= Reuven Agami =

Dutch cancer researcher

Reuven Agami (Hebrew: ראובן אגמי; born 16 December 1965) is a Dutch cancer researcher. He is a professor of Oncogenomics at Erasmus University Rotterdam and head of the section of Oncogenomics at the Netherlands Cancer Institute-Antoni van Leeuwenhoekziekenhuis. Since October 2023 the Royal Netherlands Academy of Arts and Sciences (KNAW) has selected Reuven Agami as a member.

==Career==
Agami was born in Herzliya Israel on 16 December 1965. He studied medical biology at the University of Tel Aviv. Agami subsequently moved to the Weizmann Institute of Science (WIS) in Israel to obtain his master's degree in the Department of Biophysics studying spliced leader RNA in Leishmania parasites. Subsequently, he moved to the Department of Molecular Genetics at the WIS where he obtained his Ph.D. in 1999 under Yosef Shaul with a thesis titled: “Cell cycle and apoptosis control induced by the tyrosine kinase c-Abl”. Agami then moved to the Netherlands and was a post-doc under René Bernards at the Netherlands Cancer Institute-Antoni van Leeuwenhoekziekenhuis to study p53-independent DNA damage responses.
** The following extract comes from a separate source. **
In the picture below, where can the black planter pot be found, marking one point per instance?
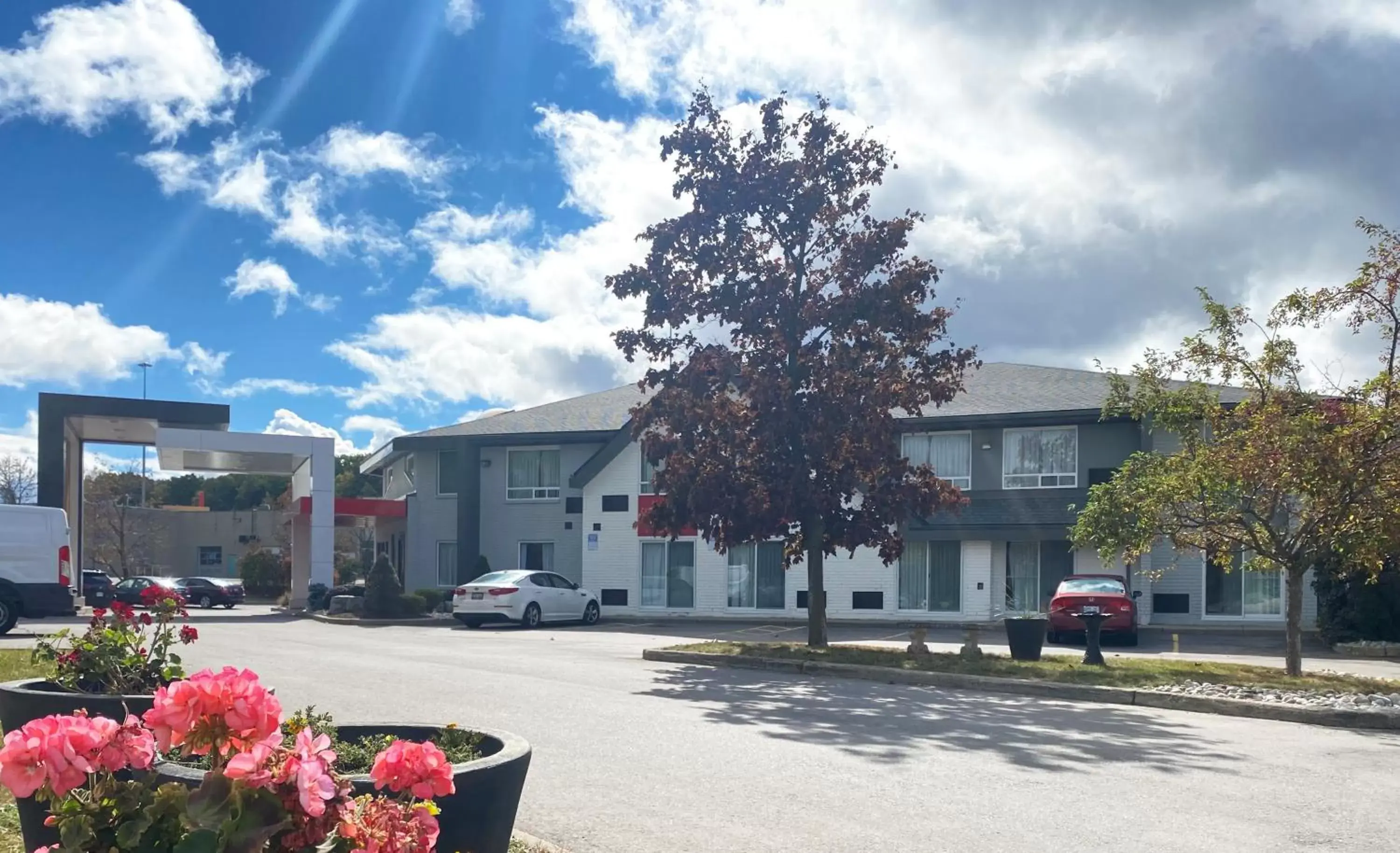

From 2001 to 2005 Agami was an assistant professor at the Division of Tumor Biology Netherlands Cancer Institute-Antoni van Leeuwenhoekziekenhuis. His research brought together his expertise in RNA and cancer by developing new technologies in RNA interference (RNAi) and microRNAs (miRNAs).

From 2005 to 2008 Agami was appointed associate professor at the Division of Tumor Biology Netherlands Cancer Institute-Antoni van Leeuwenhoekziekenhuis. In this period, he further expanded his scientific interest to the regulation of miRNA function by RNA binding proteins.
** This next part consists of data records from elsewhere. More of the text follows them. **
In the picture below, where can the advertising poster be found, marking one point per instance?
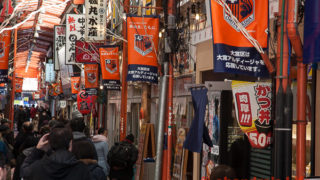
(253, 111)
(143, 35)
(75, 30)
(233, 52)
(5, 39)
(109, 62)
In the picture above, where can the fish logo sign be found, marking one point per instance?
(143, 44)
(243, 10)
(111, 65)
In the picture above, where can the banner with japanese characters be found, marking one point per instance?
(96, 20)
(109, 62)
(91, 77)
(143, 35)
(75, 85)
(87, 52)
(232, 51)
(75, 30)
(253, 111)
(5, 40)
(59, 42)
From 2008 to 2013 Agami became the head of the Division of Gene Regulation at the Netherlands Cancer Institute-Antoni van Leeuwenhoekziekenhuis. During this period, he broadened his scientific interest in the regulation of gene expression by Alternative polyadenylation (APA).

From 2013 to 2017 Agami was heading the Division of Gene Regulation at the Netherlands Cancer Institute-Antoni van Leeuwenhoekziekenhuis. With the development of Ribosome profiling and CRISPR-Cas9 technologies, he further studied transcriptional Enhancers and mRNA translation, mostly focusing on enhancerRNAs and predicting metabolic changes in cancer.

Since 2017 Agami is heading the Division of Oncogenomics at the Netherlands Cancer Institute-Antoni van Leeuwenhoekziekenhuis where he investigates mistakes made during mRNA translation when cancer cells experience specific amino acid deficiencies. He aims at utilizing these findings to improve cancer immunotherapy of resistant tumors.

Since 2008 Agami is also a full Professor at the Department of Molecular Genetics at Erasmus Medical Centre Rotterdam University, The Netherlands.

==Research==
Agami is known for his work utilizing RNA-based and functional genomics technologies in cancer research. He was the inventor of pSUPER, a plasmid-based suppression of gene expression, miRVec, a vector-based expression of miRNAs, and the expression of aberrant proteins due to Ribosomal frameshift and substitutants following IDO1-mediated Interferon gamma-induced tryptophan depletion of cancer cells by T cell attack. His research greatly contributed to the fields of miRNAs, RNA binding proteins, Alternative cleavage and polyadenylation, non-coding RNAs, and mRNA translation. His recent work on aberrant peptides holds the potential to develop immunotherapeutic approaches to treat cancer.

==Honors and distinctions==
- In 1999, Agami was awarded a European Molecular Biology Organization (EMBO) long-term fellowship in 1999,
- an EMBO Young investigator program (EMBO-YIP) award. in 2004, and was elected an EMBO member in 2008.
- In 2001, Agami was awarded the Netherlands Cancer Institute-Antoni van Leeuwenhoekziekenhuis Prize for his contributions in the field of p53-independent DNA damage responses.
- In 2004, he was elected a member of the young Dutch royal academy of science (DJA-KNAW). During his scientific career, Agami was awarded the European young investigator (EURYI) award in 2004.
- In 2007 Agami was the winner of the Dr. Joseph Steiner Prize for his contributions in the field of small RNAs and Cancer. Further, he received VIDI and VICI awards from Dutch Research Council(NWO) in 2004 and 2011, respectively
- ERC-starting award in 2008, ERC-advanced in 2012, and 2018
- In 2010 Agami was awarded the European Society for Clinical Investigation (ESCI) Prize for his contributions in the field of miRNAs and cancer.
- In 2016 Agami was nominated a member of the Academia Europaea. In 2017 he was elected a member of Oncode Institute
- In 2023 he was elected a member of the Royal Netherlands Academy of Arts and Sciences.